Arteta has been prominent as a No. 2 at Manchester City over the past three years, even if his most public appearances tend to be as the punching bag Pep Guardiola berates when things go wrong on the pitch. Three years at City, the last two with great success, though, must have helped hone his talents, and his reputation is as somebody who is a lot more than a yes-man who puts out the cones.
Leroy Sane, in particular, has been clear in his gratitude and respect for a coach he believes has improved him. The 37-year-old from San Sebastian was one of those players who always seemed to be a coach-in-waiting. In his time as midfielder at Arsenal other players would jokingly refer to him as “Coach” because of his studiousness and air of authority.
As long ago as 2014, when he still had two years of his playing career left to run, he gave a magazine interview in which he set out how a "Mikel Arteta FC" would conduct itself. The following year, he began assisting Arsene Wenger in training sessions. Wenger and Guardiola have both said they are convinced Arteta will make a fine coach.
Much has been made of Arteta’s inexperience, but he has served a three-year apprenticeship under arguably the greatest coach of modern times. Of course it is a risk, but any appointment is a risk. Even in this age of superclubs, only four managers have ever won the English league title with two different teams. A manager who was successful at one club may simply not fit another.

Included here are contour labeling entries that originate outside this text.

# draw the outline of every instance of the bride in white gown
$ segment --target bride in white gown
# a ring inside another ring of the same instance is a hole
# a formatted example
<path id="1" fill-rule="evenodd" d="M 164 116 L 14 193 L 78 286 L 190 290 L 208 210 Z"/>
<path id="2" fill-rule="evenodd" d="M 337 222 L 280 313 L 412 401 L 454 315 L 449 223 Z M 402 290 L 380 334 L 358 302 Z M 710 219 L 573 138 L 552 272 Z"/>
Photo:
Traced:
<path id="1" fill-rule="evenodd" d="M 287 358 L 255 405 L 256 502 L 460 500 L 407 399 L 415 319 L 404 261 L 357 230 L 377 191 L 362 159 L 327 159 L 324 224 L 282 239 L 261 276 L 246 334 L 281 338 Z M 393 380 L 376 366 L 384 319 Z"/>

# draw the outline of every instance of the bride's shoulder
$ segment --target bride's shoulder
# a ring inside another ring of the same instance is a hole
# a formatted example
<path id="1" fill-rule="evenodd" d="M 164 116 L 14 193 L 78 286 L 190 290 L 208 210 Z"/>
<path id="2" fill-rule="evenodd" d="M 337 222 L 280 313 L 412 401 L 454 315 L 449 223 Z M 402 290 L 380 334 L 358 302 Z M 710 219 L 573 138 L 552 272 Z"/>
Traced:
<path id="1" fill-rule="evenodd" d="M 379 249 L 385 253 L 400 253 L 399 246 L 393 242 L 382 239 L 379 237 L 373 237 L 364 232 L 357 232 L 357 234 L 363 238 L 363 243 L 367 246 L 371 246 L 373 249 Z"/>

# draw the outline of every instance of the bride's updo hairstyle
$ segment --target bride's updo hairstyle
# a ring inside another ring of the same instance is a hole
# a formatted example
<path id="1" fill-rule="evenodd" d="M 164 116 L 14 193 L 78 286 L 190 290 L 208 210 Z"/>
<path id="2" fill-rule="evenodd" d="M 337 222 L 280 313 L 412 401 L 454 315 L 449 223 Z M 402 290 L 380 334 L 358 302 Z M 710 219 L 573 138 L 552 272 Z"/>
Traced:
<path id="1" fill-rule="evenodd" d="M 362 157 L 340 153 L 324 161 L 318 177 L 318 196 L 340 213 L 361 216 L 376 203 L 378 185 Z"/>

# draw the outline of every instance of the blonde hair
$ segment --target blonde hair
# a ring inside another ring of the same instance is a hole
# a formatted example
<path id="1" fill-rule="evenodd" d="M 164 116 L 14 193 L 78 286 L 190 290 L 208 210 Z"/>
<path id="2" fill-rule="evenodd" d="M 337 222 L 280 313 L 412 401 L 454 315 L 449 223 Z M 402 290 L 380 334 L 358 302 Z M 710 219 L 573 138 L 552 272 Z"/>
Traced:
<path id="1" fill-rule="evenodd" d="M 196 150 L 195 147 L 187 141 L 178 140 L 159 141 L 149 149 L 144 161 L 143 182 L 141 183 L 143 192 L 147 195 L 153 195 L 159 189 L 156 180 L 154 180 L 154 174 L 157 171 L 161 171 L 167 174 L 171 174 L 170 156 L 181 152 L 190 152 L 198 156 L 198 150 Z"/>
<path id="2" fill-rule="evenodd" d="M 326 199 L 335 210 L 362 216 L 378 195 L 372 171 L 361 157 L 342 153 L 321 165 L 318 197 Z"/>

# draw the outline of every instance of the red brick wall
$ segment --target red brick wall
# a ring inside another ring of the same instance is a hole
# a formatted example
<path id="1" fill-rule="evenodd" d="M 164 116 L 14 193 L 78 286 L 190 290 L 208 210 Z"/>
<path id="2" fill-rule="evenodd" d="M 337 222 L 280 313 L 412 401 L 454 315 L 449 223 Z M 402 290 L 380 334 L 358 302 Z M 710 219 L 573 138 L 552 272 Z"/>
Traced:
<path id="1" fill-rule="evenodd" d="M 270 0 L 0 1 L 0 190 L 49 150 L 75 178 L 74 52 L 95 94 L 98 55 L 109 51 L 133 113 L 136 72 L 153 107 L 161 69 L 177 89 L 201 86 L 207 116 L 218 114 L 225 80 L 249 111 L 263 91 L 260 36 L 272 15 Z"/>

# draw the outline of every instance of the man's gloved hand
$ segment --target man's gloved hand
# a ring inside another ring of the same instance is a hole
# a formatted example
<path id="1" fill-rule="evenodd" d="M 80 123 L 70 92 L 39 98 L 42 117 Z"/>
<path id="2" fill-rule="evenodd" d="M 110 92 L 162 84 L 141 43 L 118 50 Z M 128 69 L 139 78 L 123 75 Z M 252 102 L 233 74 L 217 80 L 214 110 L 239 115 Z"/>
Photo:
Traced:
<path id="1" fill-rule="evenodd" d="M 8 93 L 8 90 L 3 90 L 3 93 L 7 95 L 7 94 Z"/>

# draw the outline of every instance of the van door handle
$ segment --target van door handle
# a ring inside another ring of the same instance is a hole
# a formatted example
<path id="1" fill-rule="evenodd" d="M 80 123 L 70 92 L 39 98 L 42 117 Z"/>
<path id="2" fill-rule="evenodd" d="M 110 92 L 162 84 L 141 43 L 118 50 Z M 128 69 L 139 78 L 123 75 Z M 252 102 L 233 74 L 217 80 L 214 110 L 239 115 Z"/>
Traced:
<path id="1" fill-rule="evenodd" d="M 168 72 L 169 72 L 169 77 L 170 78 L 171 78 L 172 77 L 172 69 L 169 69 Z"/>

Far more important is whether there is reason to believe Arteta has the vision to reshape a club that has slid alarmingly of late, to the point when it seems generous even to refer to it as one of the Big Six anymore. It may be that nobody is a fit for this Arsenal.
Arteta is intelligent, thoughtful and has been thinking of his great plan for at least five years. He has references from the best. Nothing is certain in football, but he appears as well-equipped for coaching as anybody could be. He is young and ambitious. He should have energy and perhaps the drive to turn Arsenal around. The problem is that Arsenal is sinking fast.
The squad is in shambles. Pierre-Emerick Aubameyang is reportedly desperate to leave–something that seemed to be confirmed when his brother, Willy, posted on Instagram that Arteta and current interim manager Freddie Ljungberg were “the same, no experience.” Arteta has said he wants 120% commitment, so offloading the Gabon international may be a useful way to raise revenue and begin the process of thinning out the absurd number of forwards at the club.
But those are specifics. The club hierarchy itself seems incapable of decisive action. Emery was sacked three weeks ago. Why has it taken this long to appoint a successor? Tottenham had replaced Mauricio Pochettino in a matter of hours. Ljungberg was told he would be given time to prove himself, but was given no support staff and apparently no indication of how much time that might be.
Then there’s the fact that Arteta was approached seemingly without City’s knowledge, a breach of protocol that may end up costing the club additional compensation, almost certainly delaying his appointment and meaning that Arteta will not be on the bench but in the stands for Saturday’s game against Everton. Perhaps he'll be sitting next to Carlo Ancelotti, who has faced similar delays in being appointed at Goodison Park.
It’s been a botched appointment to follow all the other botches of the past couple of years–yet Arsenal may, despite it all, have appointed the right man.